Autismo & Inteligência

Ser autista nunca foi sinónimo de ter menos ou mais inteligência, nem de ser um “género” fora do comum. Ao longo do meu percurso, tenho sentido na pele o peso dos mitos que ainda hoje rodeiam o autismo e a inteligência. Muitas pessoas partem do princípio de que uma coisa está ligada à outra, mas a verdade é que são dimensões independentes. Posso ser autista e ter inteligência superior, ou até enfrentar desafios cognitivos — tal como qualquer outra pessoa. O espectro é vasto e não há uma única forma de ser autista, nem uma única forma de ser inteligente.

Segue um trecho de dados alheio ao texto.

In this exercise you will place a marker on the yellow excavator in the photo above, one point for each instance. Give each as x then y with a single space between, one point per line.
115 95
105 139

Na minha vida, uso a inteligência como ferramenta para lidar com desafios diários: consigo aprender rapidamente sobre temas que me apaixonam, resolver problemas complexos ou encontrar soluções criativas para obstáculos inesperados. No entanto, há áreas em que, apesar da inteligência, continuo a precisar de apoio — gerir rotinas, adaptar-me a mudanças súbitas ou compreender certas dinâmicas sociais pode ser um verdadeiro desafio. Muitas vezes, quem me vê de fora pode achar que sou perfeitamente funcional, mas não imagina o esforço e a energia que tudo isso exige. A inteligência pode ajudar-me a compensar algumas dificuldades, mas não as elimina.


É importante que a sociedade ultrapasse o preconceito de que o autismo é sempre acompanhado de deficiência intelectual ou, pelo contrário, que todos os autistas são “génios”. Esta visão simplista prejudica o acesso ao apoio necessário e invisibiliza as necessidades reais de cada pessoa. O autismo manifesta-se de formas muito diversas e, sem apoio adequado, até as pessoas consideradas “altamente funcionais” podem sentir-se isoladas, sobrecarregadas ou incompreendidas. Precisamos de ambientes mais inclusivos, de adaptações no trabalho, na escola e na vida social, e de uma escuta ativa às necessidades individuais.


A minha experiência mostra que inteligência não apaga as dificuldades do autismo, nem o autismo determina a inteligência de ninguém. Cada pessoa é única, com talentos e fragilidades próprios. O mais importante é garantir que todos têm acesso ao apoio e à compreensão de que precisam para viver com dignidade e autonomia. Só assim poderemos desconstruir mitos e construir uma sociedade verdadeiramente inclusiva.